Cardiovascular disease is a major causes of morbidity and mortality in patients with non-insulin-dependent diabetes mellitus (NIDDM). With an increase in the number of older diabetic persons, an increase in U.S. minority populations with high rates of diabetes, and the proven success of new methods to reduce microvascular complications, the importance of diabetic macrovascular complications will increase. The relative effectiveness of different treatments to reduce the incidence of diabetic cardiovascular complications is poorly understood. In addition to relative efficacy, issues related to patient burden and the economic cost of different treatments must be considered. Some of the information needed to improve therapy therapy will be available soon from ongoing clinical trials. Obtaining definitive answers to other questions, especially those related to the relative benefit of intensive glucose level control compared with control of other known cardiovascular disease risk factors, will require additional studies. Although several questions unique to diabetic patients remain unanswered, results of previous clinical trials done among largely nondiabetic participants can be used to develop interim recommendations for cardiovascular disease prevention. Until definitive guidelines for prevention are established, combining aggressive therapy for known cardiovascular disease risk factors with efforts to normalize the glucose level offers the best chance to reduce the higher risk for cardiovascular disease associated with NIDDM.

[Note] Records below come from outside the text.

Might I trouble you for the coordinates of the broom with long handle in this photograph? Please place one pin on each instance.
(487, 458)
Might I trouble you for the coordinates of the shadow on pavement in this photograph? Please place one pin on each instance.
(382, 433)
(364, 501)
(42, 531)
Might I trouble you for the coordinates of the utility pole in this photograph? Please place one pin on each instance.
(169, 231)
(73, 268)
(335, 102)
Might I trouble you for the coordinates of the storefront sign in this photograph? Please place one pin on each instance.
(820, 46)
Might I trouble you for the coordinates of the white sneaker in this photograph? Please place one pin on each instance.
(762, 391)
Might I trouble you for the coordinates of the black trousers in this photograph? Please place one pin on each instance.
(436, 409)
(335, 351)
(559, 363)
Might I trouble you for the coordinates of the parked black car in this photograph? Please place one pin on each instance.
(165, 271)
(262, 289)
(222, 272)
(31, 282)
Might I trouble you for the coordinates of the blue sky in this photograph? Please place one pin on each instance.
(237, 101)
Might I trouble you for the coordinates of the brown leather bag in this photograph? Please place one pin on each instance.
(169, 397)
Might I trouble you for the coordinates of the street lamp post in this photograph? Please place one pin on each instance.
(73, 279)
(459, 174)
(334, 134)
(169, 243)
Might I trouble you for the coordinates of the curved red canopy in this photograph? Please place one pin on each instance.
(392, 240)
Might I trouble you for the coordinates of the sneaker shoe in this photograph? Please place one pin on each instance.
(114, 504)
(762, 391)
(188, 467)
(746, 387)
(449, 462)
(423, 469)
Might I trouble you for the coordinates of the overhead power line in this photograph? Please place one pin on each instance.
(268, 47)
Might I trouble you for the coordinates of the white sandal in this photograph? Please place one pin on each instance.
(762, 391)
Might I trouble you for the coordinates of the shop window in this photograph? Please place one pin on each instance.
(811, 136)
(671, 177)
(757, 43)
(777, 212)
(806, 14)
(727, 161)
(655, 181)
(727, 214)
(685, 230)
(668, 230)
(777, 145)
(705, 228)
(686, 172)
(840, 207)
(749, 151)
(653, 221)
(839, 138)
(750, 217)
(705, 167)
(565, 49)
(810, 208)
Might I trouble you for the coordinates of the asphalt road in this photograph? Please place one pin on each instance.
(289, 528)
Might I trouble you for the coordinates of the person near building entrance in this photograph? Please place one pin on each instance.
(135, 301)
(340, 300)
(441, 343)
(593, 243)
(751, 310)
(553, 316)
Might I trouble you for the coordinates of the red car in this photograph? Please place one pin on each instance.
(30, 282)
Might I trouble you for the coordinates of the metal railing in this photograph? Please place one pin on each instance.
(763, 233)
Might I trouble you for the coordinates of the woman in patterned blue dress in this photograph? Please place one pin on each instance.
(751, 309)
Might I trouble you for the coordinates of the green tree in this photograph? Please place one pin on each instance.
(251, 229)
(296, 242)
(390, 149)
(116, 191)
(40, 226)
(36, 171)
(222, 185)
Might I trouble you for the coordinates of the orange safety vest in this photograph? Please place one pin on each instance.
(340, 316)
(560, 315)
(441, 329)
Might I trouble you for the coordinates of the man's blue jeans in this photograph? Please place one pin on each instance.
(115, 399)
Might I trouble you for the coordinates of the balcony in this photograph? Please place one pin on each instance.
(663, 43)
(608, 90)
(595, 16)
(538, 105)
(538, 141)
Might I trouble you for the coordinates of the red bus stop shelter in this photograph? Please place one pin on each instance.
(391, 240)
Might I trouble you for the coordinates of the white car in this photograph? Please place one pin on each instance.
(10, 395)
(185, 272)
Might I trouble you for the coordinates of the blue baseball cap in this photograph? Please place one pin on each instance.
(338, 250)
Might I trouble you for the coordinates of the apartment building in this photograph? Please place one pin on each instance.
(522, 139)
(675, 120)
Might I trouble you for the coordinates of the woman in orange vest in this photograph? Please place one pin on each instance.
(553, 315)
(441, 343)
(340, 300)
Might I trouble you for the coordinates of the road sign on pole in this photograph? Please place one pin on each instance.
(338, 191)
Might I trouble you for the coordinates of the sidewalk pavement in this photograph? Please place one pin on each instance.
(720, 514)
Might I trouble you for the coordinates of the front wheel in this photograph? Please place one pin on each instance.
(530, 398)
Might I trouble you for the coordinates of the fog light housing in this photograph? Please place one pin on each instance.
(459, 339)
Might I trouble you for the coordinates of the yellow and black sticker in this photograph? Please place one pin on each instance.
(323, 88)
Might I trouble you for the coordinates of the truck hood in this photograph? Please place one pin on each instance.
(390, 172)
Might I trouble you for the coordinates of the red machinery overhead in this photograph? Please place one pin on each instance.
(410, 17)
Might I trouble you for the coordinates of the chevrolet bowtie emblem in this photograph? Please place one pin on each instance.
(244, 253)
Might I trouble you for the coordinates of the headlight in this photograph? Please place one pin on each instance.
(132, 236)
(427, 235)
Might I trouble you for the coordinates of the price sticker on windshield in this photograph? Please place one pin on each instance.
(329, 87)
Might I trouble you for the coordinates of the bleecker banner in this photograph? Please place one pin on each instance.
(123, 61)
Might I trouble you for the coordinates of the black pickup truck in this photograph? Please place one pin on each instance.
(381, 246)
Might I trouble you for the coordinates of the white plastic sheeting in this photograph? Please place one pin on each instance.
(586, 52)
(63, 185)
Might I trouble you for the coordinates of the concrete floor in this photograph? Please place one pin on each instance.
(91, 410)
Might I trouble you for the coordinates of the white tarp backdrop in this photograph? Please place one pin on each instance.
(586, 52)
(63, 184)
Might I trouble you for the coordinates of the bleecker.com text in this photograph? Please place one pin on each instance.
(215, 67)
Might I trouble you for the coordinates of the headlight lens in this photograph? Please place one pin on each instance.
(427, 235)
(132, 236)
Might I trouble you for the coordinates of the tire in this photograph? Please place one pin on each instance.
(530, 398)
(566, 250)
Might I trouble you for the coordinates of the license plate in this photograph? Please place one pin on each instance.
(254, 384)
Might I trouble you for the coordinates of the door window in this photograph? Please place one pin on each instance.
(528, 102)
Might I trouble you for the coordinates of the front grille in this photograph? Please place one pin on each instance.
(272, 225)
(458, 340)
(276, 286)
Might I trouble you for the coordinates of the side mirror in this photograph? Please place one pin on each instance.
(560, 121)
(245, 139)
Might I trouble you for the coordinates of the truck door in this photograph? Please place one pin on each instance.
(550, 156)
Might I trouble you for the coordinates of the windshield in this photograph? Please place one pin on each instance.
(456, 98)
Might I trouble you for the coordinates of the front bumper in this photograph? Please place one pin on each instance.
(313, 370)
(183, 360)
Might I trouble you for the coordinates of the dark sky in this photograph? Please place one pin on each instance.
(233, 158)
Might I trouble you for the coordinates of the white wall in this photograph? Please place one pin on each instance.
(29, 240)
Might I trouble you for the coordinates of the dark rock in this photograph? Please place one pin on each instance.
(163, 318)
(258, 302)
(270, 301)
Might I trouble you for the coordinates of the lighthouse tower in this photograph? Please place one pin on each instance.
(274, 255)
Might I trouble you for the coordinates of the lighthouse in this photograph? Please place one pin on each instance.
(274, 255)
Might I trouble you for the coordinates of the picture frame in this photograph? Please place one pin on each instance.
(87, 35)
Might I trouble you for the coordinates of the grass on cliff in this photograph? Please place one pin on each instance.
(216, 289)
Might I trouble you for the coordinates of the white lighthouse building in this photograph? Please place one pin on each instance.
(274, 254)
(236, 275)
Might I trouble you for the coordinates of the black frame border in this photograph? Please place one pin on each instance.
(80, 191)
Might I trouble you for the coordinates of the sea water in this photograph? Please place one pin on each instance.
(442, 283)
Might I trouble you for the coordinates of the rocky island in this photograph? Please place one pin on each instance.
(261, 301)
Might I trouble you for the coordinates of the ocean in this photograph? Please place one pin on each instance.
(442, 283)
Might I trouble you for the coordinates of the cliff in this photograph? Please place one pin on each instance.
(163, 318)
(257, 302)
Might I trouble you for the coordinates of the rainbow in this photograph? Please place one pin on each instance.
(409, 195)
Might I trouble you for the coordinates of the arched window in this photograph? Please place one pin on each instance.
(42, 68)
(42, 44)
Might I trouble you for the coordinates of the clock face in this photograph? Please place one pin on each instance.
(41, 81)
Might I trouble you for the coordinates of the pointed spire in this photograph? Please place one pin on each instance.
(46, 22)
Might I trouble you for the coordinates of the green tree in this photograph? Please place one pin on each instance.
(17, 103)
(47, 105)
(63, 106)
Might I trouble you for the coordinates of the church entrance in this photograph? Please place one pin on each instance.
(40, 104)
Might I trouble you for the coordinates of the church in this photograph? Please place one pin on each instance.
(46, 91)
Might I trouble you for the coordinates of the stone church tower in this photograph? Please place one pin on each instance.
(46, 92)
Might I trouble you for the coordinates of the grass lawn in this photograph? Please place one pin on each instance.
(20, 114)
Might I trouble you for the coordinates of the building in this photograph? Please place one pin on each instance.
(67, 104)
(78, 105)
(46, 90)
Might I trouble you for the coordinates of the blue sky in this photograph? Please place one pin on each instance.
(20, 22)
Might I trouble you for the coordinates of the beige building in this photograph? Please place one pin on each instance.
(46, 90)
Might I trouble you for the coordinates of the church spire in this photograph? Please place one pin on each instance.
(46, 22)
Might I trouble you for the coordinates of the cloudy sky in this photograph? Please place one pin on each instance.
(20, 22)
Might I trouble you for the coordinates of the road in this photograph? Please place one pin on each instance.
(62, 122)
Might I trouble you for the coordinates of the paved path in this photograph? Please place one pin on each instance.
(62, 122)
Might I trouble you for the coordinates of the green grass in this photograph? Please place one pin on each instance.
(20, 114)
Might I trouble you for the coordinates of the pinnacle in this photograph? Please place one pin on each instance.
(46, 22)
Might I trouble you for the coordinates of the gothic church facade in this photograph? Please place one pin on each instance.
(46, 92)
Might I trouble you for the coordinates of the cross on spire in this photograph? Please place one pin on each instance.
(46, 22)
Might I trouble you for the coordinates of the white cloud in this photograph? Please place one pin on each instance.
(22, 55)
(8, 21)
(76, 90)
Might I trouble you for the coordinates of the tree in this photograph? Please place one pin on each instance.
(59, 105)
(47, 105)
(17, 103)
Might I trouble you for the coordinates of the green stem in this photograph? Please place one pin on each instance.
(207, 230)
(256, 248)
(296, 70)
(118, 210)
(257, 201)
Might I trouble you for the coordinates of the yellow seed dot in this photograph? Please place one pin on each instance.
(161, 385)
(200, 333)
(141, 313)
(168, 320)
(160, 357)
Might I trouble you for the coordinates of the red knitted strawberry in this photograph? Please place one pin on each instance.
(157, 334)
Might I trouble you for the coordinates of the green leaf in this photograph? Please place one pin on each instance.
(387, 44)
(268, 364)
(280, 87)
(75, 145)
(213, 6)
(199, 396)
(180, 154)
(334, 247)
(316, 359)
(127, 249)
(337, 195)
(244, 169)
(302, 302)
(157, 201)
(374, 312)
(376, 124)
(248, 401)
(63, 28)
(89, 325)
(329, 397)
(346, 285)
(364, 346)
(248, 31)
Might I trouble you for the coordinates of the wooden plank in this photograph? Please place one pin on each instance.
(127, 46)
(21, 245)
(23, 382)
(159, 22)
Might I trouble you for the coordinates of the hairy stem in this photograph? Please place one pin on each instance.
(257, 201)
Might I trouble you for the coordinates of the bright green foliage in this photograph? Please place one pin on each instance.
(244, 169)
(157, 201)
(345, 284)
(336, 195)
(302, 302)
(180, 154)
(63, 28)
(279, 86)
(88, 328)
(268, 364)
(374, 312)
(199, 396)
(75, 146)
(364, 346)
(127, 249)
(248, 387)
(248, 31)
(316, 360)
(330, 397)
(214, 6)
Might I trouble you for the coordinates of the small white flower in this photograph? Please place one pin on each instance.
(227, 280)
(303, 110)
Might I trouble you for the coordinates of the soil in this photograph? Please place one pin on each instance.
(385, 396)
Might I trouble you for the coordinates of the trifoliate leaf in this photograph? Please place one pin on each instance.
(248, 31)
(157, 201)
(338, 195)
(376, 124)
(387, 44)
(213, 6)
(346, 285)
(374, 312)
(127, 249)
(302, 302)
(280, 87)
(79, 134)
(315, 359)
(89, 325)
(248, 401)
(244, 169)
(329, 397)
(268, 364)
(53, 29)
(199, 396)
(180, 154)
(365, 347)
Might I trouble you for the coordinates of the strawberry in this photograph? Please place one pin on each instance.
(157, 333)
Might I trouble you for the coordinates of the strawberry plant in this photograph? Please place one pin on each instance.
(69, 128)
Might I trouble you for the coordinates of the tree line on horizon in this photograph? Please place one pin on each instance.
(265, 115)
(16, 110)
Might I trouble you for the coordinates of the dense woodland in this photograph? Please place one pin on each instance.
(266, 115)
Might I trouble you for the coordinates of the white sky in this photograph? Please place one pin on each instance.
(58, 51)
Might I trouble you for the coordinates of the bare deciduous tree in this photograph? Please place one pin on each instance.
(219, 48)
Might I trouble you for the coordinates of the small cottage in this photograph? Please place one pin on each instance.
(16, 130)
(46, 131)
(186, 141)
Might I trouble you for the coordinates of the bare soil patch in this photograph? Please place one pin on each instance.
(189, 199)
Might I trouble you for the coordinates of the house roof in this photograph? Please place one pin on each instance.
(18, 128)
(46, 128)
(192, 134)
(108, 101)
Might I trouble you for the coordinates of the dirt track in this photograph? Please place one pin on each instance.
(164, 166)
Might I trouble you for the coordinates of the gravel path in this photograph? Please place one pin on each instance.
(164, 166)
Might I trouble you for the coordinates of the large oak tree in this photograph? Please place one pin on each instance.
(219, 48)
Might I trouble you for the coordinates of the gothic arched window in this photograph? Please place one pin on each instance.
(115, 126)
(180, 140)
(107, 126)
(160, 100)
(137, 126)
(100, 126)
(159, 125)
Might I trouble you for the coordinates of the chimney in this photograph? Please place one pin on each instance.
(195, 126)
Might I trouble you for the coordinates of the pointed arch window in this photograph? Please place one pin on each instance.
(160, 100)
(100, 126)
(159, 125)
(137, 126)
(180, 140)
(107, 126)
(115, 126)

心血管疾病是非胰岛素依赖型糖尿病(NIDDM)患者发病和死亡的主要原因。随着老年糖尿病患者数量的增加、美国糖尿病高发的少数族裔人口的增多以及新方法在减少微血管并发症方面已被证实的成功,糖尿病大血管并发症的重要性将会增加。人们对不同治疗方法降低糖尿病心血管并发症发生率的相对有效性了解甚少。除了相对疗效外,还必须考虑与患者负担和不同治疗的经济成本相关的问题。正在进行的临床试验将很快提供一些改善治疗所需的信息。要获得其他问题的明确答案,尤其是那些与强化血糖水平控制相对于控制其他已知心血管疾病危险因素的相对益处相关的问题,则需要进行更多研究。尽管糖尿病患者特有的几个问题仍未得到解答,但以前在主要为非糖尿病参与者中进行的临床试验结果可用于制定心血管疾病预防的临时建议。在确定预防的明确指南之前,将针对已知心血管疾病危险因素的积极治疗与使血糖水平正常化的努力相结合,为降低与NIDDM相关的较高心血管疾病风险提供了最佳机会。